Le pilon à cocktail ne broie pas, il presse. Sur une feuille de menthe, les composés aromatiques sont enfermés dans des glandes de surface, surtout sur la face inférieure ; il suffit de les rompre pour les libérer. Aller plus loin déchire le tissu, et ce qui sort n'est plus l'huile essentielle mais la sève : chlorophylle, tanins, amertume herbacée. Une menthe hachée au pilon se reconnaît à l'œil : des confettis verts qui flottent et collent aux parois.

Le geste tient en peu de choses : les feuilles au fond du verre, une pression franche mais brève, un quart de tour, quatre ou cinq fois. Le sucre ajouté avant sert d'abrasif doux et travaille la surface à la place du bois. Les ingrédients durs demandent l'inverse — quartiers de citron vert, gingembre, concombre exigent une vraie force. Là, l'excès a un autre coût : la peau blanche d'un agrume trop écrasée libère son amertume.

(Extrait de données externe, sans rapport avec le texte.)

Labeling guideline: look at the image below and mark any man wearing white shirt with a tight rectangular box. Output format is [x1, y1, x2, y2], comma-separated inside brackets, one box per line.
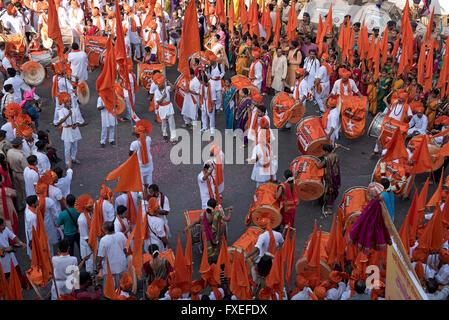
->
[32, 140, 51, 176]
[407, 107, 428, 137]
[97, 221, 128, 288]
[331, 68, 362, 97]
[97, 96, 117, 148]
[181, 68, 201, 127]
[67, 42, 89, 81]
[23, 155, 40, 197]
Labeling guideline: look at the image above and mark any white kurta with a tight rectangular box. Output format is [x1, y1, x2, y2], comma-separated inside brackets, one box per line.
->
[67, 50, 89, 81]
[181, 77, 201, 121]
[98, 232, 128, 274]
[198, 171, 217, 209]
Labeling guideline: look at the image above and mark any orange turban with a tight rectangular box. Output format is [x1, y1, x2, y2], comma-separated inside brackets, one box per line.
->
[58, 92, 69, 104]
[75, 193, 94, 213]
[153, 73, 165, 86]
[148, 197, 159, 216]
[338, 68, 351, 79]
[398, 92, 408, 101]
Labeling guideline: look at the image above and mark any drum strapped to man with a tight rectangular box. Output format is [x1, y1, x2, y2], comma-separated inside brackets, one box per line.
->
[296, 116, 331, 157]
[295, 232, 332, 281]
[245, 182, 282, 229]
[137, 63, 163, 91]
[271, 92, 306, 128]
[407, 134, 444, 171]
[371, 159, 414, 199]
[290, 156, 324, 200]
[20, 61, 45, 87]
[228, 226, 265, 273]
[337, 186, 369, 232]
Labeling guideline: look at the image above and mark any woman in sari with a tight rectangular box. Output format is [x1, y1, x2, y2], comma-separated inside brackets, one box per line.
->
[235, 88, 253, 147]
[426, 88, 441, 131]
[377, 68, 391, 112]
[318, 144, 341, 216]
[184, 198, 234, 263]
[223, 78, 238, 130]
[261, 44, 272, 95]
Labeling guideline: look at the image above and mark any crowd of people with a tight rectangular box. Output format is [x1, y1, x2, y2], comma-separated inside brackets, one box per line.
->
[0, 0, 449, 300]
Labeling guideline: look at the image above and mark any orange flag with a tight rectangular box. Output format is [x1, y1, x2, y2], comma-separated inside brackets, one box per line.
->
[178, 1, 201, 81]
[418, 206, 445, 252]
[382, 128, 408, 162]
[285, 230, 296, 285]
[286, 0, 299, 42]
[47, 1, 64, 60]
[8, 258, 23, 300]
[215, 0, 226, 23]
[103, 257, 117, 300]
[95, 38, 117, 114]
[184, 232, 193, 281]
[105, 152, 143, 194]
[228, 0, 235, 35]
[132, 204, 145, 279]
[437, 37, 449, 97]
[248, 0, 260, 39]
[324, 3, 332, 35]
[426, 167, 444, 208]
[417, 43, 426, 87]
[380, 28, 388, 65]
[260, 0, 272, 39]
[173, 233, 189, 293]
[239, 0, 248, 33]
[410, 135, 432, 174]
[424, 6, 435, 42]
[424, 41, 434, 92]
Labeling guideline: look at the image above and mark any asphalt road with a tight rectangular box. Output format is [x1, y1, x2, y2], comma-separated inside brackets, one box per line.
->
[12, 62, 439, 299]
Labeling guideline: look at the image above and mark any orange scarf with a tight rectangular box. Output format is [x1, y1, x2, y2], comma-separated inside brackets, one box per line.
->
[203, 170, 221, 205]
[139, 133, 150, 165]
[340, 79, 352, 97]
[248, 59, 260, 78]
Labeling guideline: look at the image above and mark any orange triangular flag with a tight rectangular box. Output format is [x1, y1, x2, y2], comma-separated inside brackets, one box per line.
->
[178, 1, 201, 81]
[426, 167, 444, 208]
[8, 258, 23, 300]
[95, 37, 117, 114]
[410, 135, 432, 174]
[105, 152, 143, 194]
[418, 206, 445, 252]
[103, 257, 117, 300]
[382, 128, 408, 162]
[286, 0, 299, 42]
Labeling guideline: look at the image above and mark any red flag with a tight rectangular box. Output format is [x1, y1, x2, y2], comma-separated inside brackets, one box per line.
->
[95, 37, 117, 114]
[178, 1, 201, 81]
[47, 0, 64, 60]
[105, 152, 143, 194]
[286, 0, 299, 42]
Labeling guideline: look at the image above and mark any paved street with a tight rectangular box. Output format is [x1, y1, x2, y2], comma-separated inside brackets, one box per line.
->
[17, 62, 439, 299]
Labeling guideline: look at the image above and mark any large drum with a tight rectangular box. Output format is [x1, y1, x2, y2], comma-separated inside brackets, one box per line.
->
[246, 183, 282, 228]
[407, 135, 444, 171]
[296, 232, 332, 281]
[371, 159, 414, 198]
[175, 74, 187, 111]
[137, 63, 163, 91]
[338, 186, 369, 231]
[290, 156, 324, 200]
[296, 116, 331, 157]
[228, 226, 265, 272]
[271, 92, 306, 128]
[28, 50, 51, 68]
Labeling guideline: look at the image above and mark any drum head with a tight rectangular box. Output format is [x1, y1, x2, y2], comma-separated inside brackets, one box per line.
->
[76, 81, 90, 105]
[21, 61, 45, 87]
[296, 180, 324, 201]
[295, 257, 332, 281]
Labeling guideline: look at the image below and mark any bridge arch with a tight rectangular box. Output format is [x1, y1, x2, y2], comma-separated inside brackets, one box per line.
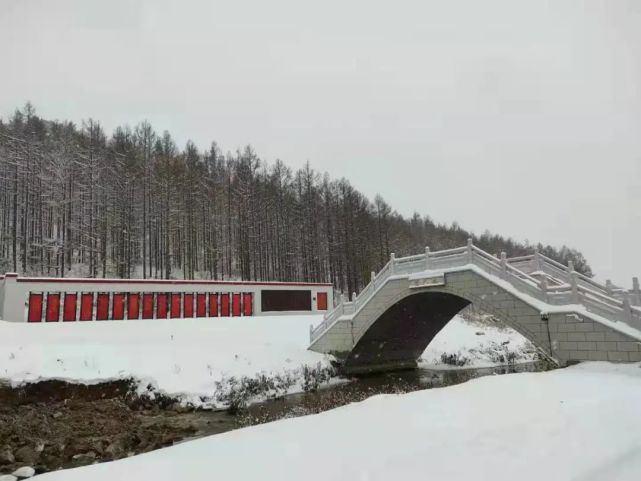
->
[339, 272, 552, 372]
[309, 241, 641, 371]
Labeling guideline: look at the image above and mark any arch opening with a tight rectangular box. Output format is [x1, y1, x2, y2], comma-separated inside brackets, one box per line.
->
[343, 291, 471, 373]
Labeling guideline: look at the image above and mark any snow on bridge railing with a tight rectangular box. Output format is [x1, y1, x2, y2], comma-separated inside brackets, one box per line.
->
[310, 239, 641, 342]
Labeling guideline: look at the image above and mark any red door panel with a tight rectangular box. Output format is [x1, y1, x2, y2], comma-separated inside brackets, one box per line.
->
[127, 292, 140, 319]
[27, 292, 42, 322]
[316, 292, 327, 311]
[196, 294, 207, 317]
[209, 294, 218, 317]
[47, 293, 60, 322]
[170, 292, 180, 319]
[111, 292, 125, 321]
[183, 294, 194, 317]
[243, 292, 254, 316]
[156, 292, 167, 319]
[231, 292, 240, 317]
[96, 292, 109, 321]
[80, 292, 93, 321]
[220, 293, 229, 317]
[62, 292, 78, 322]
[142, 292, 154, 319]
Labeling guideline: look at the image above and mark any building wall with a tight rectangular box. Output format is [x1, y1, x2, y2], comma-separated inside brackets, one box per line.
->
[0, 274, 334, 322]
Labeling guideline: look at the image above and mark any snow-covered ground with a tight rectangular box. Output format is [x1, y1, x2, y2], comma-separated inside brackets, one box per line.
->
[0, 316, 533, 406]
[32, 363, 641, 481]
[0, 316, 330, 405]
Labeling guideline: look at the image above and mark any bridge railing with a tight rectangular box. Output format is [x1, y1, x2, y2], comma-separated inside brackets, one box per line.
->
[310, 240, 641, 342]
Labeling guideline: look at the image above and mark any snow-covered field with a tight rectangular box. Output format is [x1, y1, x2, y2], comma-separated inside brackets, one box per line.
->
[0, 316, 532, 406]
[0, 316, 329, 405]
[33, 363, 641, 481]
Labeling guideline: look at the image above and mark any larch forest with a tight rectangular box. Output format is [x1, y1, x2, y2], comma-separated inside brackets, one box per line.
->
[0, 103, 591, 293]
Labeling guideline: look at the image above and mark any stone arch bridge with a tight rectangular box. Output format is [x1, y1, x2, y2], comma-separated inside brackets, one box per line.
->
[309, 240, 641, 372]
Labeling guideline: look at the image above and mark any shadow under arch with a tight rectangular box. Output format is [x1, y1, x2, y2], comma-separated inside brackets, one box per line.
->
[343, 291, 471, 373]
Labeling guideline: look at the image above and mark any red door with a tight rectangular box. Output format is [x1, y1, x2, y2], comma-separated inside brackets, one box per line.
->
[209, 294, 218, 317]
[243, 292, 254, 316]
[47, 293, 60, 322]
[96, 292, 109, 321]
[62, 292, 78, 322]
[170, 292, 180, 319]
[156, 293, 167, 319]
[196, 294, 207, 317]
[142, 292, 154, 319]
[80, 292, 93, 321]
[220, 293, 229, 317]
[27, 292, 42, 322]
[231, 292, 240, 317]
[111, 292, 125, 321]
[316, 292, 327, 311]
[127, 292, 140, 319]
[183, 294, 194, 317]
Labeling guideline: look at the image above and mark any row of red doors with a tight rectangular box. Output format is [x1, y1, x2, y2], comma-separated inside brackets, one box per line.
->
[27, 292, 254, 322]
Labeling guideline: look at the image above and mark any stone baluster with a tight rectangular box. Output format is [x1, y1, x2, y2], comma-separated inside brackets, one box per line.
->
[539, 276, 549, 302]
[570, 270, 581, 304]
[632, 277, 641, 306]
[532, 248, 543, 272]
[605, 279, 614, 297]
[623, 292, 632, 321]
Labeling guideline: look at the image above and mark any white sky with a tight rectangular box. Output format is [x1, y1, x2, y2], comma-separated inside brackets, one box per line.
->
[0, 0, 641, 285]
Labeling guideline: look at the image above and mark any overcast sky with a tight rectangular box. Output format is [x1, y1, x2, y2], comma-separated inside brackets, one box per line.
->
[0, 0, 641, 285]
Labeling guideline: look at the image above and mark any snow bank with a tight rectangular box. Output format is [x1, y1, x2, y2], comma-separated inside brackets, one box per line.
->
[0, 316, 329, 404]
[0, 316, 534, 407]
[419, 316, 538, 369]
[32, 363, 641, 481]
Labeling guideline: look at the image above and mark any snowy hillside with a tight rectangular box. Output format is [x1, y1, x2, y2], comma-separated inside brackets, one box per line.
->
[0, 316, 533, 406]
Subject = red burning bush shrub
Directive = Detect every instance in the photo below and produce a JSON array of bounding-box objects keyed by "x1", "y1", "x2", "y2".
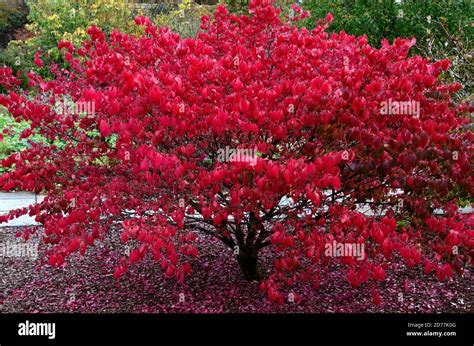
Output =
[{"x1": 0, "y1": 0, "x2": 473, "y2": 303}]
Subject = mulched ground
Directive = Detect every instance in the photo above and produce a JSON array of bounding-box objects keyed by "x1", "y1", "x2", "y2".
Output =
[{"x1": 0, "y1": 228, "x2": 473, "y2": 313}]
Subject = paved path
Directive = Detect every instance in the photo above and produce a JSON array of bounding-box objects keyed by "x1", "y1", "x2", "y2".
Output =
[
  {"x1": 0, "y1": 192, "x2": 473, "y2": 228},
  {"x1": 0, "y1": 192, "x2": 44, "y2": 228}
]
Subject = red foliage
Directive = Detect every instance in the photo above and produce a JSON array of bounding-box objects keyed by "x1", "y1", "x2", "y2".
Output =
[{"x1": 0, "y1": 0, "x2": 473, "y2": 304}]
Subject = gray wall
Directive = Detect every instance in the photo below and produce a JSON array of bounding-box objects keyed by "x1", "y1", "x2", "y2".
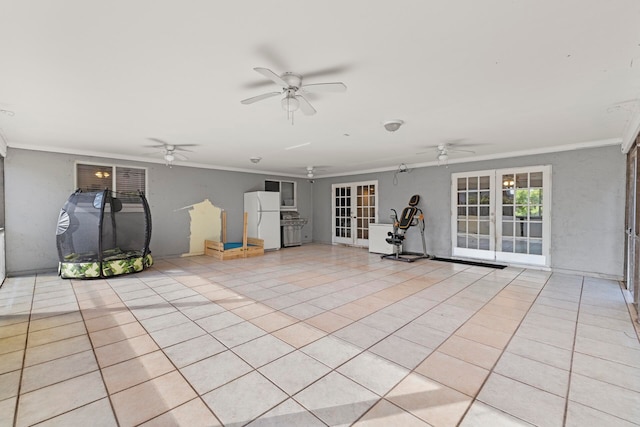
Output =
[
  {"x1": 5, "y1": 146, "x2": 625, "y2": 277},
  {"x1": 4, "y1": 148, "x2": 312, "y2": 275},
  {"x1": 313, "y1": 146, "x2": 625, "y2": 278}
]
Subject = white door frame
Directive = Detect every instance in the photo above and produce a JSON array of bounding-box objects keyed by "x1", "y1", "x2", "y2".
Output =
[
  {"x1": 331, "y1": 180, "x2": 379, "y2": 247},
  {"x1": 451, "y1": 165, "x2": 551, "y2": 267}
]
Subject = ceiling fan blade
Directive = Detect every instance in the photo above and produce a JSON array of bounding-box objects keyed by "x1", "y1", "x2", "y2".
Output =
[
  {"x1": 447, "y1": 147, "x2": 476, "y2": 154},
  {"x1": 240, "y1": 92, "x2": 280, "y2": 105},
  {"x1": 254, "y1": 67, "x2": 289, "y2": 88},
  {"x1": 174, "y1": 144, "x2": 198, "y2": 153},
  {"x1": 296, "y1": 95, "x2": 316, "y2": 116},
  {"x1": 301, "y1": 82, "x2": 347, "y2": 92}
]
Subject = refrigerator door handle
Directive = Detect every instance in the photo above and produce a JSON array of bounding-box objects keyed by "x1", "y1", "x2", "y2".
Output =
[{"x1": 257, "y1": 196, "x2": 262, "y2": 228}]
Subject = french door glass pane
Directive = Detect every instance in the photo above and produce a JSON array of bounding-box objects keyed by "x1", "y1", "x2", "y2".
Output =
[
  {"x1": 456, "y1": 176, "x2": 491, "y2": 250},
  {"x1": 499, "y1": 172, "x2": 542, "y2": 255}
]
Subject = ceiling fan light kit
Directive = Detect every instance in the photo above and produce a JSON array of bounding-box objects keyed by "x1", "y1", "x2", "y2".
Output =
[{"x1": 382, "y1": 120, "x2": 404, "y2": 132}]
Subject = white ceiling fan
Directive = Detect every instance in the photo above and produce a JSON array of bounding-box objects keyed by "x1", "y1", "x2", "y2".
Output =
[
  {"x1": 307, "y1": 166, "x2": 328, "y2": 178},
  {"x1": 240, "y1": 67, "x2": 347, "y2": 121},
  {"x1": 147, "y1": 138, "x2": 197, "y2": 167}
]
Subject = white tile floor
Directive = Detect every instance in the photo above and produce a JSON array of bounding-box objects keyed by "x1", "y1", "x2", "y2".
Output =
[{"x1": 0, "y1": 245, "x2": 640, "y2": 427}]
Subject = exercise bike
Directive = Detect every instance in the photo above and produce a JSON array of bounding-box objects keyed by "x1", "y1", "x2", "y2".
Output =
[{"x1": 381, "y1": 194, "x2": 433, "y2": 262}]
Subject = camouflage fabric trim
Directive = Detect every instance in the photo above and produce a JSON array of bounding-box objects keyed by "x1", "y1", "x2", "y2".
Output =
[{"x1": 59, "y1": 254, "x2": 153, "y2": 279}]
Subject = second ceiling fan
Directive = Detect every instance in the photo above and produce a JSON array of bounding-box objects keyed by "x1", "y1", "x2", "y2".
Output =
[{"x1": 240, "y1": 67, "x2": 347, "y2": 116}]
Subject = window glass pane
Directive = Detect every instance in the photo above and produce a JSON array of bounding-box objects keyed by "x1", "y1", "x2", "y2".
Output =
[
  {"x1": 502, "y1": 190, "x2": 513, "y2": 205},
  {"x1": 469, "y1": 191, "x2": 478, "y2": 205},
  {"x1": 480, "y1": 176, "x2": 491, "y2": 190},
  {"x1": 516, "y1": 173, "x2": 529, "y2": 188},
  {"x1": 502, "y1": 175, "x2": 515, "y2": 190},
  {"x1": 469, "y1": 176, "x2": 478, "y2": 190},
  {"x1": 516, "y1": 189, "x2": 529, "y2": 205},
  {"x1": 478, "y1": 221, "x2": 490, "y2": 236},
  {"x1": 480, "y1": 191, "x2": 491, "y2": 205},
  {"x1": 76, "y1": 164, "x2": 113, "y2": 191},
  {"x1": 529, "y1": 172, "x2": 542, "y2": 188},
  {"x1": 458, "y1": 178, "x2": 467, "y2": 190},
  {"x1": 116, "y1": 166, "x2": 146, "y2": 203}
]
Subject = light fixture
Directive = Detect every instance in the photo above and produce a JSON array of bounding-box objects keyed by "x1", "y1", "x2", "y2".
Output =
[
  {"x1": 382, "y1": 120, "x2": 404, "y2": 132},
  {"x1": 280, "y1": 90, "x2": 300, "y2": 113}
]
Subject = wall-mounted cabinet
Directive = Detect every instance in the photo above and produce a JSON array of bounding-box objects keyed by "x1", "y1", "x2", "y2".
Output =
[{"x1": 264, "y1": 181, "x2": 297, "y2": 211}]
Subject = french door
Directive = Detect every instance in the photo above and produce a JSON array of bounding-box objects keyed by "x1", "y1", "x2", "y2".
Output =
[
  {"x1": 331, "y1": 181, "x2": 378, "y2": 247},
  {"x1": 625, "y1": 145, "x2": 640, "y2": 308},
  {"x1": 451, "y1": 166, "x2": 551, "y2": 266}
]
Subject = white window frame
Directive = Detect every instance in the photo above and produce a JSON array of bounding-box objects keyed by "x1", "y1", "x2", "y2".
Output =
[{"x1": 73, "y1": 160, "x2": 149, "y2": 212}]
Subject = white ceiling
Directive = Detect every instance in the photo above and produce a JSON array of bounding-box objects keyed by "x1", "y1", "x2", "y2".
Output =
[{"x1": 0, "y1": 0, "x2": 640, "y2": 176}]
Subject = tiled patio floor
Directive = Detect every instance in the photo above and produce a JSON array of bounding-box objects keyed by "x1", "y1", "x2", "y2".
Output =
[{"x1": 0, "y1": 245, "x2": 640, "y2": 427}]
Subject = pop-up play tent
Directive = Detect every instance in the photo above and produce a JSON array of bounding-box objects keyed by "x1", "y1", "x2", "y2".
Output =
[{"x1": 56, "y1": 190, "x2": 153, "y2": 279}]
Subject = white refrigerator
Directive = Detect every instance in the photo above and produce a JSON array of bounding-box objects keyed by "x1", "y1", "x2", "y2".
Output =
[{"x1": 244, "y1": 191, "x2": 280, "y2": 250}]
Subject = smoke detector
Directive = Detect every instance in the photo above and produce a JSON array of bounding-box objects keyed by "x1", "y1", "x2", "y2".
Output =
[{"x1": 382, "y1": 120, "x2": 404, "y2": 132}]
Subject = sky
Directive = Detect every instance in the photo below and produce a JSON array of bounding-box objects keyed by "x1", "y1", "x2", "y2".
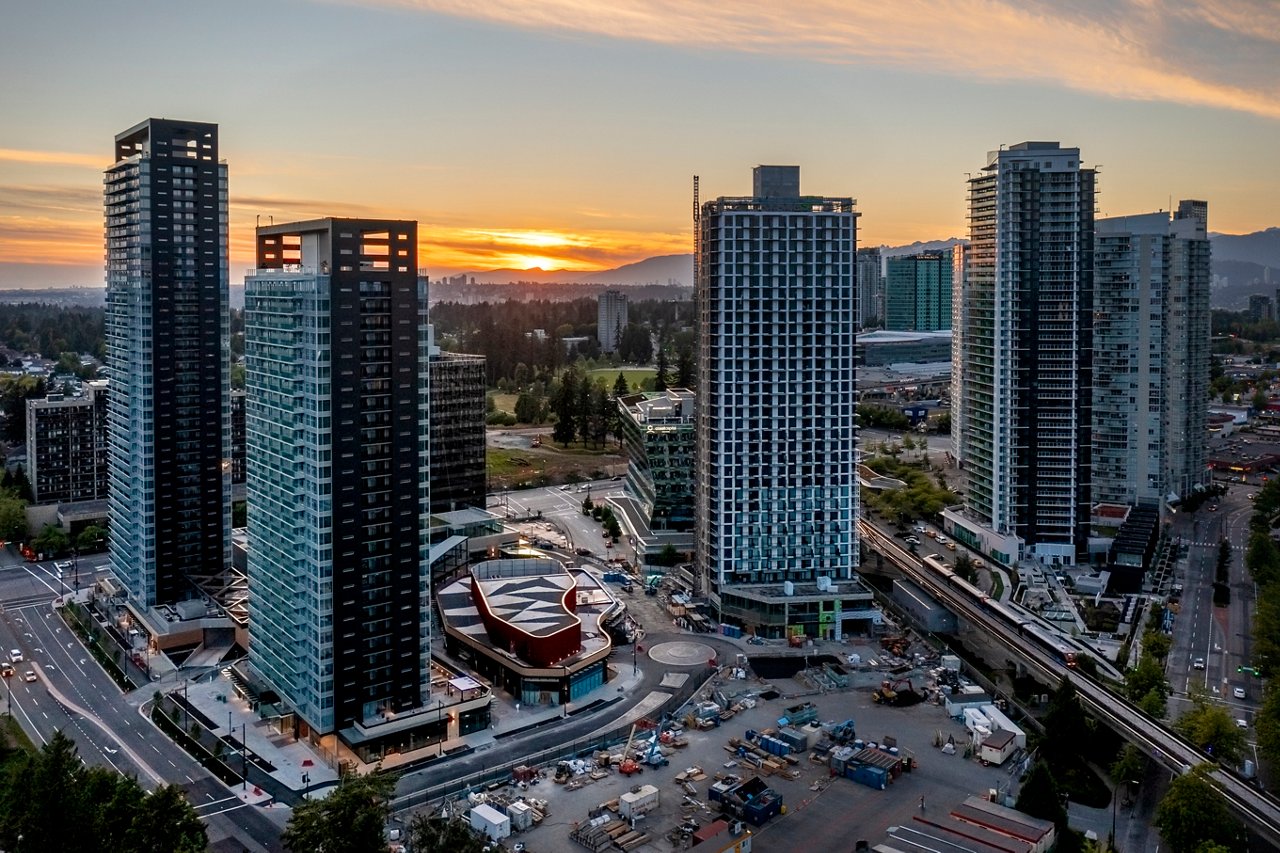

Le choix se fait sur la tête et la longueur. Une tête plate et lisse convient à tout, une tête dentée mord bien les fruits mais lacère les herbes ; la longueur doit dépasser la hauteur du verre le plus haut utilisé, sinon la main entre dans la boisson. Côté entretien, un pilon verni finit par relâcher son vernis dans les verres ; en bois brut, il se rince et se sèche aussitôt, sans trempage — un bois gorgé d'eau garde les odeurs, et la menthe de la veille se retrouve dans le whisky du lendemain.